West faces energy showdown - Study urges region to take part in talks on power resources

By Berny Morson, Rocky Mountain News
July 12, 2003

BOULDER - Westerners should take a greater interest in energy issues because their landscape will be torn up if consumption patterns don't change, a University of Colorado think tank recommends.

"For people in the eastern United States, it can be so much of an out-of-sight, out-of-mind situation," said history professor Patricia Nelson Limerick, chairwoman of CU's Center of the American West.

But Westerners will have to live with decisions to drill for oil or gas, or to dig for coal, she said.

Limerick is lead author of the center's latest report, "What Every Westerner Should Know About Energy."

The report warns that Americans' demand for energy is on a collision course with the desire to preserve the Western landscape.

Controversy has developed over the aesthetics of large numbers of oil and gas wells, as well as coal strip mines. There also have been incidents in southwest Colorado in which oil or gas drilling has contaminated groundwater, raising health concerns.

In the 19th and early 20th centuries, much of the West was considered desert - and fair game for energy development. Today, desert is considered beautiful and part of a larger ecology.

"There is someone who loves every little tract in the West," Limerick said.

In some cases, the same people who fight energy development are wasting energy. She cites environmentally sensitive Boulder residents who drive SUVs, which she calls "a very hilarious state of affairs."

The report rejects alarmist predictions that the nation will run out of energy soon. But it also rejects the view of some economists that endlessly innovative market forces assure a perpetual energy supply at reasonable prices.

Any dialogue on energy must include energy companies, the report says.

"Overheated anti-corporate rhetoric obscures our own responsibility for our energy-indulged ways," the report says. Energy executives, some of whom participated in a conference that preceded the report, are "human beings, impossible to demonize."

At a news conference this week to unveil the report, Peter Dea, president of Denver-based Western Gas Resources Inc., said environmentalists will have to think about how America can meet its energy needs as well as how to curtail development.

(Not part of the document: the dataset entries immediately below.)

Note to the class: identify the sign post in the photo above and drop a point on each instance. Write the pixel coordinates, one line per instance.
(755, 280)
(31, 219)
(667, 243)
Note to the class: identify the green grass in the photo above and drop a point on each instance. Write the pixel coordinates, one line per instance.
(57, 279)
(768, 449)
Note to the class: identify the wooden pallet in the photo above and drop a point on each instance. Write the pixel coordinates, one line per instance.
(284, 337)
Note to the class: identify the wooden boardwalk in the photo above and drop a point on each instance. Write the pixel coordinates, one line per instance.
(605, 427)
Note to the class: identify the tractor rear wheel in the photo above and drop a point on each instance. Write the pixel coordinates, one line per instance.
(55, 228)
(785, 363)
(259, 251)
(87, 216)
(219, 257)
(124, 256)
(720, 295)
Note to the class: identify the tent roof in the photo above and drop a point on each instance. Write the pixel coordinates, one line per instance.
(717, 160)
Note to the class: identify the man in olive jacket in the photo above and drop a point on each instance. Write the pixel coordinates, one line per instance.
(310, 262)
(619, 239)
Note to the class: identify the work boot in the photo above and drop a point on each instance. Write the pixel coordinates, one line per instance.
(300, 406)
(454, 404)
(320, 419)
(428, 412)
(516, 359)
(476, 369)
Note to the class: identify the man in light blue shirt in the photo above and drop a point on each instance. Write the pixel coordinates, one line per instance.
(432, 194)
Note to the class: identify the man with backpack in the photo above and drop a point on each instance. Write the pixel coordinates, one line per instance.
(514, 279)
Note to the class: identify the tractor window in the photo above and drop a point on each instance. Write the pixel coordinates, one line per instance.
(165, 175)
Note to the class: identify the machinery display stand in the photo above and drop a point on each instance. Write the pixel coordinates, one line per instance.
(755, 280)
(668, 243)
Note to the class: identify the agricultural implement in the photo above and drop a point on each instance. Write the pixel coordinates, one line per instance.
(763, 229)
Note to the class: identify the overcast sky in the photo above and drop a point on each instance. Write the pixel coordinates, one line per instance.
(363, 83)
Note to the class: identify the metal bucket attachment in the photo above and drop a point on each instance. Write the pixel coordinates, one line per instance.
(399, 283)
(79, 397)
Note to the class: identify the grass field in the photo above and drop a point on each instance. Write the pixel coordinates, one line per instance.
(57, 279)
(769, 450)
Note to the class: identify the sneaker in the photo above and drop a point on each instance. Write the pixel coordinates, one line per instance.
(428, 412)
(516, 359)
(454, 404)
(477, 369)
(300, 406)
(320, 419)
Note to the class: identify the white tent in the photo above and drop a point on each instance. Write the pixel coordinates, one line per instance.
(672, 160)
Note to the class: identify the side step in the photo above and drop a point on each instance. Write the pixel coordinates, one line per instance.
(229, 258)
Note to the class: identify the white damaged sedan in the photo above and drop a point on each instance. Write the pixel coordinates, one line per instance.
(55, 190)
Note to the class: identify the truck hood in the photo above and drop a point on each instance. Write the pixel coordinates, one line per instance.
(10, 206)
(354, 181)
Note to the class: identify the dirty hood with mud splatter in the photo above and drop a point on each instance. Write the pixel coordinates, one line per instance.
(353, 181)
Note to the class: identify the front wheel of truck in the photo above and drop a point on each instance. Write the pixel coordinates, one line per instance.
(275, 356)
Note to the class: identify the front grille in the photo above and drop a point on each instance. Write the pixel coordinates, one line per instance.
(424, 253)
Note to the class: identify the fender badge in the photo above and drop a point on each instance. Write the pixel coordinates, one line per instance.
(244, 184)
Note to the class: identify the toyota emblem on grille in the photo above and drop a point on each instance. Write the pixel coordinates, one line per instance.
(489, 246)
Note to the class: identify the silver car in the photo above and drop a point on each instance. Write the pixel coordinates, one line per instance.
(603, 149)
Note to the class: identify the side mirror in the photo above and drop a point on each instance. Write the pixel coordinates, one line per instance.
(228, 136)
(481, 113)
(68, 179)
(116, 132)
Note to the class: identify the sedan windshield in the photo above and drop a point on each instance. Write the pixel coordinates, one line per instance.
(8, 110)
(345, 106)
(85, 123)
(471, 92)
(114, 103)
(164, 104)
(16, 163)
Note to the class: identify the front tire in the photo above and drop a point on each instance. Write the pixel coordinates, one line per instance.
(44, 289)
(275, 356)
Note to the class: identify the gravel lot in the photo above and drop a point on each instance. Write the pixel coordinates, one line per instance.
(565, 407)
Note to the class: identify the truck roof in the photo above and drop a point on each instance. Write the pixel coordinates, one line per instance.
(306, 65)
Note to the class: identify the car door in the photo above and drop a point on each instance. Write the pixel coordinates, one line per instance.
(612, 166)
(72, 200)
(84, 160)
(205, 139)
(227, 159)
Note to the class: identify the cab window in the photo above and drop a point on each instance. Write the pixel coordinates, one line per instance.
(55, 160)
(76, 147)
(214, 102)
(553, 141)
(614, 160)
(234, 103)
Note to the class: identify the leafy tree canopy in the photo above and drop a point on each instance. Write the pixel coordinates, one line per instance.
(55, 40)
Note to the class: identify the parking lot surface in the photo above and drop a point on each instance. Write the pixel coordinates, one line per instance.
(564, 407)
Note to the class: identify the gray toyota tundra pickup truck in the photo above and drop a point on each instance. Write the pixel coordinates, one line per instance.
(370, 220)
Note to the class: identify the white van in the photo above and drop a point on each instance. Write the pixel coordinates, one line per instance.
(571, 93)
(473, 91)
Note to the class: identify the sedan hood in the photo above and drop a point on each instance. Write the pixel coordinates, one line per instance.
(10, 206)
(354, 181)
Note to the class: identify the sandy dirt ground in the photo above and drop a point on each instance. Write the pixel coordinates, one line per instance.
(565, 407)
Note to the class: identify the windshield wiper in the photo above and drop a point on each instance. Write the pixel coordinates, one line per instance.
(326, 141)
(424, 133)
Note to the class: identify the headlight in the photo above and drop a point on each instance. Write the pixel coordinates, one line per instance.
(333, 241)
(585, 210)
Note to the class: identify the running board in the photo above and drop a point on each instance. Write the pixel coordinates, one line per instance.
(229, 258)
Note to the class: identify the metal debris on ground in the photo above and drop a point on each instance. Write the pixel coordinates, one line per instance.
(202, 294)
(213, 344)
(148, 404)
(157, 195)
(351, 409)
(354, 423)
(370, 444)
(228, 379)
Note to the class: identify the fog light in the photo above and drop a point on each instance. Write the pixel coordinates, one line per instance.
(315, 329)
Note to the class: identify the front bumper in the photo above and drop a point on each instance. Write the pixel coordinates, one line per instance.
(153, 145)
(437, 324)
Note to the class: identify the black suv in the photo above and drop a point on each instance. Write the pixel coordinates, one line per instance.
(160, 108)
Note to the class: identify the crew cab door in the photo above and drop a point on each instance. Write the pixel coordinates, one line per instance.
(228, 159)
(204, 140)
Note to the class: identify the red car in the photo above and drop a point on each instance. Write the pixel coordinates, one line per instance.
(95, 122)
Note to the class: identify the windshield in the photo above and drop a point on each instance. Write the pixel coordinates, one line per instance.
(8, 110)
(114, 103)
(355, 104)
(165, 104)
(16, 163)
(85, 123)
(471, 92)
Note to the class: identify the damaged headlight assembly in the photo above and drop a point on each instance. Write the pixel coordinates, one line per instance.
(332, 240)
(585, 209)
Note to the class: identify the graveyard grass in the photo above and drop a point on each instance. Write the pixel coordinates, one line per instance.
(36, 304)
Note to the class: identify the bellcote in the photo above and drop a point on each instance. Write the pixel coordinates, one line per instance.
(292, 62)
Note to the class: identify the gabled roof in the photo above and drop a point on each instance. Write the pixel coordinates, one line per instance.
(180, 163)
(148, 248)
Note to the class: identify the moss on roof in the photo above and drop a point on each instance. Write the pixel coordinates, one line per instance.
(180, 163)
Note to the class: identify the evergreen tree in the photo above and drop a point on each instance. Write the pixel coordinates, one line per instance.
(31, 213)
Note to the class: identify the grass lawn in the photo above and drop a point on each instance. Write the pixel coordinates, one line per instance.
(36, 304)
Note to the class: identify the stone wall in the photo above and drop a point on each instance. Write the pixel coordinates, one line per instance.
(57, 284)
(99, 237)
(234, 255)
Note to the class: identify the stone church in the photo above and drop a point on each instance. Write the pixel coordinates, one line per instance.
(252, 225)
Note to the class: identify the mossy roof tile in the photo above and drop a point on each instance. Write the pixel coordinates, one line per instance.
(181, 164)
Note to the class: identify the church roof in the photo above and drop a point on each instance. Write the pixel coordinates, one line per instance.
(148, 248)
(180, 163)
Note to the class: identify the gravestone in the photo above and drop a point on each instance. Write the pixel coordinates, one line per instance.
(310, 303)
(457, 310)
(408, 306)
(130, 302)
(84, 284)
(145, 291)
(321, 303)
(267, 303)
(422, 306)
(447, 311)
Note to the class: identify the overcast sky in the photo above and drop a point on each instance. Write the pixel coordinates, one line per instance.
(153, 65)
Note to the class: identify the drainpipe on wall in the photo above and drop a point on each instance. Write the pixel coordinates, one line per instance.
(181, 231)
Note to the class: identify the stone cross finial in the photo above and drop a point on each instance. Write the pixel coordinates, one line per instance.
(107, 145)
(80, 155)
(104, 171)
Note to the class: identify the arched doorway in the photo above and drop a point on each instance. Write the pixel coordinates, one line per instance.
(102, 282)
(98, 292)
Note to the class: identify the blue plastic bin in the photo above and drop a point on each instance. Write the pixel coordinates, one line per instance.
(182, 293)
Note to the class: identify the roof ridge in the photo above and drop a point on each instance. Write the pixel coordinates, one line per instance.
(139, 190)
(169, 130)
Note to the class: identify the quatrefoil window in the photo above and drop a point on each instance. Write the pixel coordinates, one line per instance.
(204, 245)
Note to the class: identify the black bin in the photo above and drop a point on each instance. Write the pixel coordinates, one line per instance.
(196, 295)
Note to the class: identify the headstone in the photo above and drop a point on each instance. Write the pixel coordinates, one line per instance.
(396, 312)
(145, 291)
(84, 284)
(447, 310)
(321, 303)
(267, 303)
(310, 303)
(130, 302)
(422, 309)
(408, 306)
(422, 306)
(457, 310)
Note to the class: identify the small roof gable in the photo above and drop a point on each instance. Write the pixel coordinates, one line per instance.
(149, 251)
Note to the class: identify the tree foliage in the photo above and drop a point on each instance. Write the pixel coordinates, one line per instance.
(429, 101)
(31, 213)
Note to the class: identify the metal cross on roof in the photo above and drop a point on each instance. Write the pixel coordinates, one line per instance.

Dea, who reviewed the report, distinguished between genuine environmentalists and people he termed "a community of obstructionists out there" who want to halt all development.

A gas well that takes up a half-acre of land can produce as much energy as 40 acres of highly obtrusive windmills, he said.

Limerick said she objects to environmentalists who "demonize" Dea. But she also objects to Dea's description of some environmentalists as obstructionists.

Blanket opposition to all development often reflects "a deep compelling faith" about the environment that deserves the same respect as organized religion, Limerick said.

Such people should be part of the Western discussion about energy, she said.

The Center for the West report is available free online at www.centerwest.com.